Long term, the hostige crisis humiliated America and cemented the regime’s domestic power and international prestige as the world’s premier terror state. Thereafter, implacable hostility toward an America as the author of all Iran’s ills both past and present became the primary article of faith and the founding stone of the regime of Khomeini and his successors.
And, of course, America had an ally and partner in crime in these nefarious deeds: the Jews. Khomeini, no less than Hitler, was a fervent believer in classic antisemitic conspiracy theory. The Protocols of the Elders of Zion were a favorite of his, and he saw to it that every Iranian embassy around the world were stocked with copies. His own official publication, Imam, quoted often from the Protocols; in 1982 he accused the British of committing atrocities in the Falkalnd Islands at the behest of the Elders of Zion. Zionism, said the Ayatollah, had “for centuries everywhere been perpetrating crimes of unbelievable magnitude against human societies and values” at the behest of Satan.

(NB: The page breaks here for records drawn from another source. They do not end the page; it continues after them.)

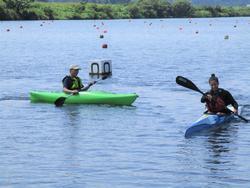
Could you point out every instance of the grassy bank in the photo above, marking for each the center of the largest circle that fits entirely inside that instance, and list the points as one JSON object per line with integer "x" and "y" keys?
{"x": 30, "y": 10}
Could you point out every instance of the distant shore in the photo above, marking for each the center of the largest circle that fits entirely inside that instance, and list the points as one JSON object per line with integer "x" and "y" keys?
{"x": 28, "y": 10}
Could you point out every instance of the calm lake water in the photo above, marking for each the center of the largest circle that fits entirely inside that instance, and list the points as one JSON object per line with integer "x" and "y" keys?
{"x": 138, "y": 146}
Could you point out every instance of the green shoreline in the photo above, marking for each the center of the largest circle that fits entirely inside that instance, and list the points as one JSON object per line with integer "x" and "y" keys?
{"x": 29, "y": 10}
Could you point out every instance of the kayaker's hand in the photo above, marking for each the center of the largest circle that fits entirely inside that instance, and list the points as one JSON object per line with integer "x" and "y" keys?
{"x": 75, "y": 92}
{"x": 235, "y": 111}
{"x": 92, "y": 83}
{"x": 209, "y": 97}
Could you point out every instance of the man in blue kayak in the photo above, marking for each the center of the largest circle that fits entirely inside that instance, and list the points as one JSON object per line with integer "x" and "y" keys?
{"x": 72, "y": 84}
{"x": 217, "y": 99}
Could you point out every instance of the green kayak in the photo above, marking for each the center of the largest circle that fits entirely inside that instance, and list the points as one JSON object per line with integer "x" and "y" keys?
{"x": 87, "y": 97}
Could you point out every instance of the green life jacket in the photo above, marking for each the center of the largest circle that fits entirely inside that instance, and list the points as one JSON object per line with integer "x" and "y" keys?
{"x": 74, "y": 83}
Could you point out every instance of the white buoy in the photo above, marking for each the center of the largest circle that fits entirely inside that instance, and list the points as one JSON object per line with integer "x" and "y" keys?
{"x": 100, "y": 67}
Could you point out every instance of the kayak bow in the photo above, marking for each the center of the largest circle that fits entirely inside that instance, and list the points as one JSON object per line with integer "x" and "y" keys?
{"x": 87, "y": 97}
{"x": 209, "y": 122}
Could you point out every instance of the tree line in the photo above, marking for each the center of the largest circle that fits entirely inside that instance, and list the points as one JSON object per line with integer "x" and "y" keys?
{"x": 32, "y": 10}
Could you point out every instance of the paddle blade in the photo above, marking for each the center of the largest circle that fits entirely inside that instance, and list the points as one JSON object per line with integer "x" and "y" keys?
{"x": 60, "y": 101}
{"x": 104, "y": 77}
{"x": 187, "y": 84}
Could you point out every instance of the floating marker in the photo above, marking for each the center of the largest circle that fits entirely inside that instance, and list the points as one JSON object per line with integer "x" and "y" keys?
{"x": 104, "y": 46}
{"x": 100, "y": 67}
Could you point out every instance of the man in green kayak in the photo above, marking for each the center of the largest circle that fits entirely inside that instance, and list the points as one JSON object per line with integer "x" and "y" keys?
{"x": 217, "y": 99}
{"x": 72, "y": 84}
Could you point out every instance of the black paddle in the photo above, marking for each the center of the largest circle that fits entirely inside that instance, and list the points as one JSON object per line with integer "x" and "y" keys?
{"x": 60, "y": 101}
{"x": 190, "y": 85}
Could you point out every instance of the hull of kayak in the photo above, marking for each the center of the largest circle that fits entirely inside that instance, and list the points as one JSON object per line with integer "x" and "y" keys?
{"x": 208, "y": 122}
{"x": 88, "y": 97}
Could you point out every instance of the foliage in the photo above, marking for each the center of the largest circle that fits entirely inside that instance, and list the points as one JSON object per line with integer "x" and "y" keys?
{"x": 28, "y": 9}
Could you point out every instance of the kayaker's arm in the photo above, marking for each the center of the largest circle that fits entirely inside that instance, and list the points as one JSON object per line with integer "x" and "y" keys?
{"x": 204, "y": 98}
{"x": 70, "y": 91}
{"x": 231, "y": 100}
{"x": 88, "y": 86}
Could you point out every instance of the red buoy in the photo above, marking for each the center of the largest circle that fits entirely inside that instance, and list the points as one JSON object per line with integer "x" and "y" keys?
{"x": 104, "y": 46}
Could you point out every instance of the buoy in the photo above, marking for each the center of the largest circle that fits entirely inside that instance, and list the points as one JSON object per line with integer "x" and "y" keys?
{"x": 100, "y": 67}
{"x": 104, "y": 46}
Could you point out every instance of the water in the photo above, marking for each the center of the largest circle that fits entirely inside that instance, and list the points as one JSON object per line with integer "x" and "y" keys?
{"x": 138, "y": 146}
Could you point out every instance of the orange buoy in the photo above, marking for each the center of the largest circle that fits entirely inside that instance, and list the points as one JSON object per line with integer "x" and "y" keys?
{"x": 104, "y": 46}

His own variety of blood libel followed a frothy mixture of both the Muslim Koranic and Christian medieval model of Jews as treacherous sub-humans deserving of persecution or worse; the more violent of the Hadiths thus combined with the language of Luther’s diatribes to paint a chilling caricature of life unworthy of life. Yet there was confusion in his hate; the Sunnis in Iraq and elsewhere, he said, were also Zionist puppets, and he could not seem to decide whether Israel pulled America’s strings, or vice-versa, or whether Satan was controlling one through the other, or both.
***
The evidence, in any event, is thus clear: America did not “steal” democracy fromIranin 1953 as there was no democracy around to steal or replace. The Iran of 1953 was in the grip of an erratic, ambitious, authoritarian leader who, by his own cynical, Byzantine maneuverings and misjudgments, had plunged the country into crisis and political chaos, and was heading it fast toward a Soviet coup, and the current regime’s hatred and hostility toward the United States thus does not, and cannot possibly come from our involvement in a coup in which their own involvement worked hand in glove with our own.
The key to understanding the true enmity of Iran’s rulers toward America (and the west in general) thus lies not in any actions or crimes supposedly committed by America against the Iranian people, but in the nature and character of the current regime itself.